Native bees seldom travel more than a quarter mile from their nests, so improving bee habitat can have a very direct benefit in your garden. The Xerces Society, a nonprofit insect preservation group based in Portland, Ore., suggests several simple ways to make your property more hospitable to native bees:

• Minimize the use of pesticides and avoid spraying botanical or biological insecticides in the morning, when native bees are most active.
• Grow a diverse selection of flowering plants (including as many native species as possible).
• Grow crops such as squash, sunflowers, blueberries and strawberries every year to maintain resident populations of the specialist bees that serve them.
• Leave some areas uncultivated so you don’t disturb bees that nest in the ground.

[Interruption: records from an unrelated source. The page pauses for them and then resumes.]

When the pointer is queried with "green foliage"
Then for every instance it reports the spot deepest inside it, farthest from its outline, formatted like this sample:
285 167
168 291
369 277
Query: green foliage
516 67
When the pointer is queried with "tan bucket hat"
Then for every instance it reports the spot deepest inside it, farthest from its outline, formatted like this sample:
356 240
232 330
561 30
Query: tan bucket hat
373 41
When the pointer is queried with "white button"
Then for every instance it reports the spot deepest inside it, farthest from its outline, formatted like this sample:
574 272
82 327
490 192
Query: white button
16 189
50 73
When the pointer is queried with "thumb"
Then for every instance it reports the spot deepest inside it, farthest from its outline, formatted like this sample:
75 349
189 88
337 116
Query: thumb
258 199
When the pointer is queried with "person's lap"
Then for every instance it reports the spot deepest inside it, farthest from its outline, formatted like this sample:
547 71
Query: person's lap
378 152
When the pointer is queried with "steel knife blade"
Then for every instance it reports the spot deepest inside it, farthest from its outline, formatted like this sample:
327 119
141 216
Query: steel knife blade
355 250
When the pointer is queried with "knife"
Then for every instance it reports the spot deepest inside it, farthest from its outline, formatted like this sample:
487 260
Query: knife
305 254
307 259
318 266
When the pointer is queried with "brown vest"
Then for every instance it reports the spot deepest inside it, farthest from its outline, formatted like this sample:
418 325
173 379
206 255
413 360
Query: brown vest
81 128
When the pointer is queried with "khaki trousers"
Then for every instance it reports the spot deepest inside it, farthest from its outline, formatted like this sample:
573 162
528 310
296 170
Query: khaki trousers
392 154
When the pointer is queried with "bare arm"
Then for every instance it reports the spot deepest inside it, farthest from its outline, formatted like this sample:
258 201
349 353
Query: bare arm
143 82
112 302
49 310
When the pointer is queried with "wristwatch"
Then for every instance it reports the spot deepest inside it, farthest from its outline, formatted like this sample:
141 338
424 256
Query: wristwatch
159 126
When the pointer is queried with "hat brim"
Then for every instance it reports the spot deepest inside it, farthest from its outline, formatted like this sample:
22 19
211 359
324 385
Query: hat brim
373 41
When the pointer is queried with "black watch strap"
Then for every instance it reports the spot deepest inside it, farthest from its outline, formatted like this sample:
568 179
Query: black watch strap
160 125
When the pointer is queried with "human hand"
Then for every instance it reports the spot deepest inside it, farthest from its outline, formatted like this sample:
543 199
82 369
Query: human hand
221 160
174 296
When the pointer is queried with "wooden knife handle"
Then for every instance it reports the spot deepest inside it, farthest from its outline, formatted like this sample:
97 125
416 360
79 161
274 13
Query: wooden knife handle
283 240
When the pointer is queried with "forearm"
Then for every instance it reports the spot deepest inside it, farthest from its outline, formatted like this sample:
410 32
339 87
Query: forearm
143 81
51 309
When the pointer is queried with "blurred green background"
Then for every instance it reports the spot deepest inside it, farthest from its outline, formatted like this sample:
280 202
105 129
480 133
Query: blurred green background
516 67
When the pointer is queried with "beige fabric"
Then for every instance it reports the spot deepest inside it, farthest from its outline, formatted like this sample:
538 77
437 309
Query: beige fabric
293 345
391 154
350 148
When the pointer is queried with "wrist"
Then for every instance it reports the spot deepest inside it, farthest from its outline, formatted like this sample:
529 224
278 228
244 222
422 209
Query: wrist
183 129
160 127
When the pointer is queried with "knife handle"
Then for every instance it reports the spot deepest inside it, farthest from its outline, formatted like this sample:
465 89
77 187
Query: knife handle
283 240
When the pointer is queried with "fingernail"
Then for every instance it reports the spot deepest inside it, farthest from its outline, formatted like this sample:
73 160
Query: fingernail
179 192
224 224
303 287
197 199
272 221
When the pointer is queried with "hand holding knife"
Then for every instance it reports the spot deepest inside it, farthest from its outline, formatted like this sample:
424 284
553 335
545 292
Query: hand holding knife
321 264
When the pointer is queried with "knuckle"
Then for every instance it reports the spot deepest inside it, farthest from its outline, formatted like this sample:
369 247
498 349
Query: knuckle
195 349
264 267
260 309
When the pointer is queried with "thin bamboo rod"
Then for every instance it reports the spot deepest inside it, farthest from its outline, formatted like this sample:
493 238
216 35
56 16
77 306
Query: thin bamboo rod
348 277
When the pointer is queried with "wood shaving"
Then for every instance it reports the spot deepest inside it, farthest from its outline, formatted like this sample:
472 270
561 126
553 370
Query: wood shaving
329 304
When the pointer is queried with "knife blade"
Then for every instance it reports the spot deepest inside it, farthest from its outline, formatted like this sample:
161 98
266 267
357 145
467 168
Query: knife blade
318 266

The same plants that attract butterflies and beneficial insects often attract native bees; both insect groups are most numerous where plants bloom over a long season. For example, early spring-blooming willows and redbuds can be followed by fruit trees, brambles and red clover before your summer vegetables and flowers take over as primary host plants. Then keep the pollen flowing into fall by growing late-blooming asters and allowing goldenrod to flourish along fence rows.

With a solid food supply nailed down, you can further encourage native bees by providing attractive nesting sites. For ground-nesting bees, a patch of uncultivated, well-drained soil that gets morning sun will work well as long as you avoid disturbing it with vehicles and tractors. You also can make a sand pile or sand pit — or simply fill a planter with sand and place it on a warm, south-facing slope. If you see bumblebees buzzing around the roots of a tree, leave them alone. They probably have established a colony in a burrow vacated by mice or voles.